UCLA has received a $2.2 million boost in state funding that will help advance its innovation and entrepreneurship efforts.

The financial support comes from a $22 million investment in the University of California from Assembly Bill 2664, the Innovation and Entrepreneurship Expansion. It has been divided equally among the UC’s 10 campuses.

“This funding will truly accelerate UCLA’s fulfilling of one of its key missions: the translation of fundamental research to benefit society,” said Ann Karagozian, UCLA’s interim vice chancellor for research. “These funds will have a powerful impact on optimizing discoveries and inventions developed through our world-class UCLA research.”

Specifically, UCLA will direct much of its share toward helping turn grant-funded research into market-ready technology by demonstrating that ideas work as proofs of concept.

“Our group will use these funds to remove risk from and create value for early-stage projects,” said Amir Naiberg, associate vice chancellor and CEO and president of the UCLA Technology Development Group, formerly the UCLA Office of Intellectual Property and Industry-Sponsored Research. “This will allow us to have an even more meaningful impact in our ecosystem and bring more UCLA innovation to the marketplace”.

Funds will also be used for the Technology Development Group’s entrepreneurs-in-residence program, as well as educational and outreach programs, staffing and startup services, said Thomas Lipkin, head of new ventures in TDG.

UCLA has received more than $1 billion per year in research funding from outside sources in five of the past seven years and is among the nation’s leading universities in the field of technology transfer.
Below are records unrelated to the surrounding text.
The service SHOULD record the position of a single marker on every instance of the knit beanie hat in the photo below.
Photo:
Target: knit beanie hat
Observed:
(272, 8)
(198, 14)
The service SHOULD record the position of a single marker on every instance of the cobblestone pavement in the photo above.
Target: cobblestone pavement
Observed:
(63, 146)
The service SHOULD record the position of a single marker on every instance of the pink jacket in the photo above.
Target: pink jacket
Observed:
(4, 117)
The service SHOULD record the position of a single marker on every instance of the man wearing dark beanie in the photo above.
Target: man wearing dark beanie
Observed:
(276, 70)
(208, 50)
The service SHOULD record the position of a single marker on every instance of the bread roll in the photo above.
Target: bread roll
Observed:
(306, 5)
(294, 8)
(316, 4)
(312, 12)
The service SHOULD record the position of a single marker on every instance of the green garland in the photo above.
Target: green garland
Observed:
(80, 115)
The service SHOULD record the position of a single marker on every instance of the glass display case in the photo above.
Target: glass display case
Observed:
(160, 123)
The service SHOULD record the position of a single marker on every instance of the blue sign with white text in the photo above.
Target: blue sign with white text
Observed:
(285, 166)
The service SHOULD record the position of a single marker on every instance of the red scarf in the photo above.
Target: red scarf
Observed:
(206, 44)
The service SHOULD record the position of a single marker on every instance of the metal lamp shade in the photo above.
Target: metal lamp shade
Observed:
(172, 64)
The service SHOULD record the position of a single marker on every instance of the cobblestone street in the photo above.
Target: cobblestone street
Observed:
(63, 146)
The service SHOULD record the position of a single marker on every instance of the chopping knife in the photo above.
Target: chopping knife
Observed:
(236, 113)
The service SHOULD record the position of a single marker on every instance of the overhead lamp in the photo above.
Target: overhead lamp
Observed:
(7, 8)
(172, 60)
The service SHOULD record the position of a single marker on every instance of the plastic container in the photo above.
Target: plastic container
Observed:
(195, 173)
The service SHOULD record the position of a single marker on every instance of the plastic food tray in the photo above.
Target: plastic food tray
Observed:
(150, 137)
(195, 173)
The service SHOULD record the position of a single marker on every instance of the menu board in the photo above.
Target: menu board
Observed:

In the last fiscal year alone, the Technology Development Group has helped UCLA researchers launch 21 startup companies, disclose 412 inventions and license 114 inventions to companies.

More than 150 startup companies have been created in the past seven years as a result of groundbreaking UCLA discoveries and innovations. These companies not only provide products that benefit the public, they also create jobs and contribute to the local economy. A 2013 economic impact study produced by UCLA found that UCLA startups created more than 4,400 jobs, $295 million in employee compensation and $108 million in federal, state and local tax revenue annually, and contribute a total of $1.1 billion to the economy each year.